日本は先の大戦に敗れ、GHQ(連合国軍総司令部)の占領政策によって、それまで築いてきた精神や伝統をことごとく否定されてしまいます。

例えば、明治天皇による「教育勅語(ちょくご)」。そこにあるのは普遍的で、ごくごく当然のことです。親への孝行や夫婦円満に暮らすこと、人への慈愛や学問に励むこと…それらが世のためになる、と書かれているのです。これのどこがいけないのか? 今の世の中にも通じるというか、今こそ大切にすべき価値観ではないでしょうか?
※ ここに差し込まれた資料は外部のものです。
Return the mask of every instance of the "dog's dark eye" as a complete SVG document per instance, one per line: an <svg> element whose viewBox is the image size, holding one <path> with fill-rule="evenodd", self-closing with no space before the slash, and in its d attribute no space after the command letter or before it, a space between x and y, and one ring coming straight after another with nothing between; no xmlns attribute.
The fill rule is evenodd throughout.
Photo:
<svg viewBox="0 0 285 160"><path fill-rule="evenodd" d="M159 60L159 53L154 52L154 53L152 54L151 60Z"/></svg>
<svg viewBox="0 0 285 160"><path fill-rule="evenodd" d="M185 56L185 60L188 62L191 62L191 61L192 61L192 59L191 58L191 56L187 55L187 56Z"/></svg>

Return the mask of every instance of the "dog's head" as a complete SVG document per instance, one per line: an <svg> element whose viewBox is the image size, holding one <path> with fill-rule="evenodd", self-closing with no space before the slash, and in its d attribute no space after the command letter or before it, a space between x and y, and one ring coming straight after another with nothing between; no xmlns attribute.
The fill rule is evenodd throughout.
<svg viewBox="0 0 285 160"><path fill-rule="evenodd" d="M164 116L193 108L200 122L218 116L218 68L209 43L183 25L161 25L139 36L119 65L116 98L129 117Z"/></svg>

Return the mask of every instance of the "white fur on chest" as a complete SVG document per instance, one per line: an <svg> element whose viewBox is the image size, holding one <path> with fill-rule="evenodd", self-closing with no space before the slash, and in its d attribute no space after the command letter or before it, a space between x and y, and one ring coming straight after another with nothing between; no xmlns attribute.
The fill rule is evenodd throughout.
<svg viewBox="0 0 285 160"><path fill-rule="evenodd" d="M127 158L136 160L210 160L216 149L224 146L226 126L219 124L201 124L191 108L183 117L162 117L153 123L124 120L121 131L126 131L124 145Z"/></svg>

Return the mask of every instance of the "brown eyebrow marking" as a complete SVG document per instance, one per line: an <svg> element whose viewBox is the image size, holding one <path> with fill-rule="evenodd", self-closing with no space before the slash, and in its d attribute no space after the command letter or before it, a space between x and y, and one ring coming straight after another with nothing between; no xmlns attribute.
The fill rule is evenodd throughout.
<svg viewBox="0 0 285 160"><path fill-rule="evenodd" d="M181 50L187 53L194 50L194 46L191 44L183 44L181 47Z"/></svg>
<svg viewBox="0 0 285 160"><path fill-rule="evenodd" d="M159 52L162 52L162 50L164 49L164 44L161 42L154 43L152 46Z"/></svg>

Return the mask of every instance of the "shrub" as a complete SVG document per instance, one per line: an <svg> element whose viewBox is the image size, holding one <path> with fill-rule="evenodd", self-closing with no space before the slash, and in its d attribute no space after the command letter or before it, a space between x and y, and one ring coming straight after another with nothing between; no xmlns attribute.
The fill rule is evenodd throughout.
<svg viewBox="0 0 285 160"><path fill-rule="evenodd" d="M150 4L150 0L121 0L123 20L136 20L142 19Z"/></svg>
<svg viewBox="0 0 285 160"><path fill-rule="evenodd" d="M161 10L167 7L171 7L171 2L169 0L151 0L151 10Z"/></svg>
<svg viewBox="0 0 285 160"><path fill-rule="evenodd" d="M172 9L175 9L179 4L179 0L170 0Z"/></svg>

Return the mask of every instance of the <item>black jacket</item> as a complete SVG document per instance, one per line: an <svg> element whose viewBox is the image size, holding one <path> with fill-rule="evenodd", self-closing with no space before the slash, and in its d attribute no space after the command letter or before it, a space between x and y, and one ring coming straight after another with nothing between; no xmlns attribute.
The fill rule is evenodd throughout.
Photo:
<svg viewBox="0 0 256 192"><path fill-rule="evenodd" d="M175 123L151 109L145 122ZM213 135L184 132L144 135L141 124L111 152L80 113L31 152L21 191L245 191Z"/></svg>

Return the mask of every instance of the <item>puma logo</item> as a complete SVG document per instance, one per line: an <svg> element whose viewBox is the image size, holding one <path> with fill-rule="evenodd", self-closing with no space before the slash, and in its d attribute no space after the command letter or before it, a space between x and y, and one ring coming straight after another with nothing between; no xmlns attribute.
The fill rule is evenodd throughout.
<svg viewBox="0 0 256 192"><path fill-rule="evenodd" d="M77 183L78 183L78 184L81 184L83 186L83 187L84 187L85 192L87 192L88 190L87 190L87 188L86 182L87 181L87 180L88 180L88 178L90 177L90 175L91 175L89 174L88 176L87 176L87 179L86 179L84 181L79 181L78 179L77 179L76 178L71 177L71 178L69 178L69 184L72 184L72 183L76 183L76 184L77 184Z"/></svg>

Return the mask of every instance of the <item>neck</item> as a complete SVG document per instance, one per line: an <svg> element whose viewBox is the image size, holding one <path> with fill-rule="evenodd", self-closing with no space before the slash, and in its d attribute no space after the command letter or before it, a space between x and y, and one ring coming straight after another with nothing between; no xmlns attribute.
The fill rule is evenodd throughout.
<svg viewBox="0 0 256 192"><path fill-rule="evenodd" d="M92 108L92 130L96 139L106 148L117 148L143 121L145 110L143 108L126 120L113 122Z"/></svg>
親しくさせていただいていた渡部昇一(わたなべ・しょういち)先生(上智大学名誉教授、1930~2017年)はこう言われました。教育勅語を否定するのであれば、「夫婦和合」も否定するのか? とね。明治帝の勅語だからいけないとでも言うのでしょうか? GHQの占領政策が終わって70年近くもたったのに、まだそれに縛られるのでしょうか?

その最たるものが、占領中に〝押し付けられた〟日本国憲法でしょう。自民党は憲法の改正を党是として、1955(昭和30)年に結党されたはずです。ところが今にいたっても、改正は実現していません。

日本の政治の怠慢です。もっといえば、日本国民は思考停止状態に陥っていると言わざるを得ませんね。